The Tranquil Way | Why do men fear doctor's visits?

Published:Tuesday | January 3, 2017 | 3:15 AM

It is no secret that men visit the doctor less than women. Many reasons have been put forward for this phenomenon. Let's look at some of the suggestions available.

Men visit the doctor about 20-30 per cent less often than women. Well, men are more likely to suffer from heart disease and strokes and live about seven years less, on average, than women. There are some who believe these two facts are related. Men tend to wait longer to visit the doctor and often are very ill by the time they do reach. They often wait longer to see if the problem will settle down on its own.

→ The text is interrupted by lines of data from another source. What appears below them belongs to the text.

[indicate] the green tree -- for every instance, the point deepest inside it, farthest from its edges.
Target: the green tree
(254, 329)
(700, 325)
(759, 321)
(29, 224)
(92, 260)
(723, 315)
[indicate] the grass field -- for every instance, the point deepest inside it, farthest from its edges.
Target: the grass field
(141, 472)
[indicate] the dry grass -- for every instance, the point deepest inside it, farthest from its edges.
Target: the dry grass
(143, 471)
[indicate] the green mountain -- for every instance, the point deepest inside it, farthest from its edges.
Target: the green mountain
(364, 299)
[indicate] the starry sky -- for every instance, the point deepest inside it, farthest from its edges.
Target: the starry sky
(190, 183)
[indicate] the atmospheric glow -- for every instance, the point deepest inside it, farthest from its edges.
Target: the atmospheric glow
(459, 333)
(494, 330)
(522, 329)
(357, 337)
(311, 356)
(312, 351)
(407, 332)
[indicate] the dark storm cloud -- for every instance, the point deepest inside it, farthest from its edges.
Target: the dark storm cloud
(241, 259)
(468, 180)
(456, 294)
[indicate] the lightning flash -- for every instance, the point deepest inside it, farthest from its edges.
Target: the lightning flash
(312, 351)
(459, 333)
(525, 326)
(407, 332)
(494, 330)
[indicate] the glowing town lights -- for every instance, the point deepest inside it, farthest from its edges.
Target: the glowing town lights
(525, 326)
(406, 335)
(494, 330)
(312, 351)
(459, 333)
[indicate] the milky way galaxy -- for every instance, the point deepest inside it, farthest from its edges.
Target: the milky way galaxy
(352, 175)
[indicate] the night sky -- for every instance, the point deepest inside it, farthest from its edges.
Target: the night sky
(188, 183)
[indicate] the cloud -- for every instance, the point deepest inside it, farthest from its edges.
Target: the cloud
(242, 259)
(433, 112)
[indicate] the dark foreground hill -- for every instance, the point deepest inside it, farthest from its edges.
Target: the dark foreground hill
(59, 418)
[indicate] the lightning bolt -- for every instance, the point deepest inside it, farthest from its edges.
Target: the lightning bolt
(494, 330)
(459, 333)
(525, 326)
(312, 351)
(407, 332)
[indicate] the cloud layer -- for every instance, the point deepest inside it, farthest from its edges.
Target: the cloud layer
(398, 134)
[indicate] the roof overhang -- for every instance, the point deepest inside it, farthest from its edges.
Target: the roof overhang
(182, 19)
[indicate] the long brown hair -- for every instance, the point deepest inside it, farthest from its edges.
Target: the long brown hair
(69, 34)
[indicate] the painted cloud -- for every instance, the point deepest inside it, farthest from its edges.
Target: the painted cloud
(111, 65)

Another interesting fact is that women are more likely to report that they have ill health even when they are healthy, but men are more likely to overestimate the state of their health. Men are also more likely to engage in behaviours that are detrimental to their health such as risky driving, smoking, excessive drinking, neglecting exercise and poor eating habits.

The main reason put forward as to why men visit the doctor less is the so-called male 'macho-ism'. It seems men see a doctor's visit as making them vulnerable, which is something men do not do very well but is more within the comfort zone of women. This probably is the reason men end up going when they are very sick and when they have got older.

 

Men Generally Do Not Like Talking

 

Another possible factor is that men generally do not like talking about their problems. They tend to find other less-healthy ways to deal with them, such as drinking, smoking etc. Women often talk about their health problems with their friends and are, therefore, more likely to get advice that would encourage them to seek medical attention.

Another factor that might make it easier for women to seek medical attention is that women are more likely to be used to going to a doctor's office. They usually are already used to going to the doctor's office, having to carry their children there for various reasons, for pregnancy, for Pap smears, which should start relatively early in a woman's life, or simply accompanying a friend, family member or partner.

It is significant to note that women play a very important role in encouraging ('nagging') men to go to the doctor. Interestingly, married men usually live longer, healthier lives than those who are single, so keep it up, ladies!